Peter Becker demonstriert mit seinem Beitrag zum Vergleich verschiedener Persönlichkeitsmodellen mit modernen Verfahren der testanalytischen Methodik die enge Verbundenheit der Diagnostica zur Differentiellen Psychologie, die sich noch heute im Untertitel Zeitschrift für Psychologische Diagnostik und Differentielle Psychologie niederschlägt.

Schon im ersten Heft der Diagnostica nahmen die Leistungsmessung und diagnostische Methoden der Pädagogischen Psychologie einen sehr breiten Raum ein. Diese Thematik wird für die psychologische Diagnostik wohl immer von Interesse sein. Mit den emotionalen Korrelaten des Leistungsverhaltens und ihrer Bedeutung für die Pädagogische Psychologie beschäftigen sich Susanne R. Schilling, Detlef H. Rost und Franz J. Schermer in ihrem Beitrag zur Messung der Leistungsangst im universitären Kontext.

Die Diagnostica wurde als Informationsorgan für psychologische Testverfahren gegründet und die Testinformation stellt weiterhin eine wichtige Aufgabe der Diagnostica dar. Dieser Aufgabe kommen in der vorliegenden Ausgabe Carolyn Finck und Yve Stöbel-Richter sowie Katrin Rockenbauch und Yve Stöbel-Richter mit zwei Testbesprechungen nach.

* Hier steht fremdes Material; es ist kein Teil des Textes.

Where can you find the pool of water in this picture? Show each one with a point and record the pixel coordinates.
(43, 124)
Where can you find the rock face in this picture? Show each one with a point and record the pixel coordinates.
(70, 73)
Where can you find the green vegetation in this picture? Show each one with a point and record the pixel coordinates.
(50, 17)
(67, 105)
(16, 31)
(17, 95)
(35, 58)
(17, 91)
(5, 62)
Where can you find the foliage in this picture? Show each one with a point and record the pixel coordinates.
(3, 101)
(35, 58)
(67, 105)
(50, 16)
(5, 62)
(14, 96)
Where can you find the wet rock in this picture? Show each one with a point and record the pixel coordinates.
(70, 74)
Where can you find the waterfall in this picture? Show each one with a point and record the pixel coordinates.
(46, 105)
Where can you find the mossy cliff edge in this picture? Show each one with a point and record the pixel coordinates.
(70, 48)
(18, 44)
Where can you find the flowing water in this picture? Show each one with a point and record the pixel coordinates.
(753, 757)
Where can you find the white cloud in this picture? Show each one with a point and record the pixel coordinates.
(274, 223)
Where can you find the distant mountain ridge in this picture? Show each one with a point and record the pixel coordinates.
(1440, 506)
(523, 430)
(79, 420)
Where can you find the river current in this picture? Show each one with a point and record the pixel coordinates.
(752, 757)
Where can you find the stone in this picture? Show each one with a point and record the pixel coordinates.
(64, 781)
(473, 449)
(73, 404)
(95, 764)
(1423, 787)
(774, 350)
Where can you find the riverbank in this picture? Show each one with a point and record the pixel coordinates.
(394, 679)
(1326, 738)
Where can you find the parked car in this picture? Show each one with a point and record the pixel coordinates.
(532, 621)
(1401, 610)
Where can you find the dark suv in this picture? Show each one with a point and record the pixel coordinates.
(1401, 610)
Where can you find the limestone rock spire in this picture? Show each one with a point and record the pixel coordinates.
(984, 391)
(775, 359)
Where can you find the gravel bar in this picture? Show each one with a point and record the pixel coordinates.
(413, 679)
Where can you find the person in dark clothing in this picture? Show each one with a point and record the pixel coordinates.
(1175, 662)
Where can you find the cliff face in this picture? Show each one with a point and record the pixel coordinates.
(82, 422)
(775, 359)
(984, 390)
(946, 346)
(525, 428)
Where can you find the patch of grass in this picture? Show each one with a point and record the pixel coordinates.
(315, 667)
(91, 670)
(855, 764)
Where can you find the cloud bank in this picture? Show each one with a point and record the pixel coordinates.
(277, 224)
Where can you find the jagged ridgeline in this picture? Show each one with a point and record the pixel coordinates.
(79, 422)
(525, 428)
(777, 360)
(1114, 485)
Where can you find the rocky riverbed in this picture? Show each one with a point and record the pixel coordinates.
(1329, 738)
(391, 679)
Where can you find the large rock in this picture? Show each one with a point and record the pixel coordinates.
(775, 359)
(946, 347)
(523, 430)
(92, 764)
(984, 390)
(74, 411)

Mit Ende des 49. Jahrgangs haben Detlev Leutner und Heinz Holling den Kreis der Herausgeber der Diagnostica auf eigenen Wunsch verlassen. Beide haben über viele Jahre hinweg zur Qualitätssicherung der Diagnostica beigetragen und am Gelingen der Diagnostica entscheidend mitgewirkt, Detlev Leutner nicht zuletzt acht Jahre lang als geschäftsführender Herausgeber. Beiden gilt unser großer Dank. Mit Freude begrüßen wir Olaf Köller (Universität Erlangen-Nürnberg) und Thomas Staufenbiel (Universität Osnabrück) als neue Kollegen im Herausgeberkreis und wünschen ihnen eine schöne Zeit am Mitgestalten dieser Zeitschrift.